First, split read positions are extracted from the BAM files as candidate regions for SV breakpoints. For each pair of split read positions (rightmost position of the first split part and leftmost position of the second split part) a 2D Numpy array called window is constructed. The shape of a window is [window_size, number_of_channels], where the genomic interval encompassing the window is centered on the split read position with a context of [-100 bp, +100 bp) for a window_size of 200 bp. From all the reads overlapping this genomic interval and from the relative segment subsequence of the reference sequence 79 (number_of_channels) channels are constructed, where each channel encode a signal that can be used for SV calling. The list of channels can be found here. The two windows are joined as linked-windows with a zero padding 2D array of shape [10, number_of_channels] in between to avoid artifacts related to the CNN kernel in the part at the interface between the two windows. The linked-windows are labelled as SV when the split read positions overlap the SV callset used as the ground truth and noSV otherwise, where SV is either DEL,INS,INV,DUP or CTX according to the SV type.

Figure1

Model training

The labelled linked-windows are used to train a 1D CNN to learn to classify them as either SV or noSV. Two cross-validation strategies are possible: 10-fold cross-validation and cross-validation by chromosome, where one chromosome is used as the test set and the other chromosomes as the training set.

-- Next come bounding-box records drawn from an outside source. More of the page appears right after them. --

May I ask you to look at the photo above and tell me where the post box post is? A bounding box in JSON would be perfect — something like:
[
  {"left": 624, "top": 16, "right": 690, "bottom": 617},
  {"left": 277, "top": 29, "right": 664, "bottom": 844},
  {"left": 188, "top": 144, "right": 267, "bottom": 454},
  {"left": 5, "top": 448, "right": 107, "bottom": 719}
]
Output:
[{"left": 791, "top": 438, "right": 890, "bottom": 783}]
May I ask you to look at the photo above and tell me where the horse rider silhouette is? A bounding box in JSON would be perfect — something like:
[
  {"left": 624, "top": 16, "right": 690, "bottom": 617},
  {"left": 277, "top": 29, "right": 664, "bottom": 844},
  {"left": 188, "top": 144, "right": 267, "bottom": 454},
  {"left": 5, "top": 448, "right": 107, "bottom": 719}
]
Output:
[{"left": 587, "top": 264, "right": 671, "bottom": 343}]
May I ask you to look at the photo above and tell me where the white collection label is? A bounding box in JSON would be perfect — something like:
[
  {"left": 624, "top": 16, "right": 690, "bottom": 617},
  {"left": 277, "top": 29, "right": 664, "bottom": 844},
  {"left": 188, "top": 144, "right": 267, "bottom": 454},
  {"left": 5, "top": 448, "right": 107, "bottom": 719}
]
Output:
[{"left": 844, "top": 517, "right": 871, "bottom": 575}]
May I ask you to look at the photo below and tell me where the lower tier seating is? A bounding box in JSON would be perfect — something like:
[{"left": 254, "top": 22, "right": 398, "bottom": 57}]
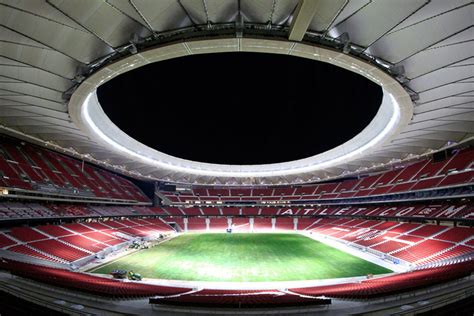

SV calling with a trained model

Once a trained model is generated and the BAM file for the test set is converted into linked-windows, the SV calling is performed using the predict.py script.

Dependencies

1. Clone this repo.

git clone https://github.com/GooglingTheCancerGenome/sv-channels.git
cd sv-channels

2. Install dependencies.

# download Miniconda3 installer
wget https://repo.continuum.io/miniconda/Miniconda3-latest-Linux-x86_64.sh -O miniconda.sh
# install Conda (respond by 'yes')
bash miniconda.sh
# update Conda
conda update -y conda
# create & activate new env with installed deps
conda env create -n sv-channels -f environment.yaml
conda activate sv-channels

3. Execution.

  • input:
    • read alignment in BAM format
    • reference genome used to map the reads in FASTA format
  • output:
    • SV callset in VCF format
SCH=local  # gridengine or slurm
BAM=data/test.bam
SEQIDS="12,22"
SVTYPES="INV,DEL,INS,INV,DUP,CTX"
./run.sh $SCH $BAM $SEQIDS $SVTYPES # run jobs locally or on a compute cluster

Contributing

If you want to contribute to the development of sv-channels, have a look at the CONTRIBUTING.md.

License

Copyright (c) 2020, Netherlands eScience Center

Licensed under the Apache License, Version 2.0 (the "License"); you may not use this file except in compliance with the License. You may obtain a copy of the License at

http://www.apache.org/licenses/LICENSE-2.0

Unless required by applicable law or agreed to in writing, software distributed under the License is distributed on an "AS IS" BASIS, WITHOUT WARRANTIES OR CONDITIONS OF ANY KIND, either express or implied. See the License for the specific language governing permissions and limitations under the License.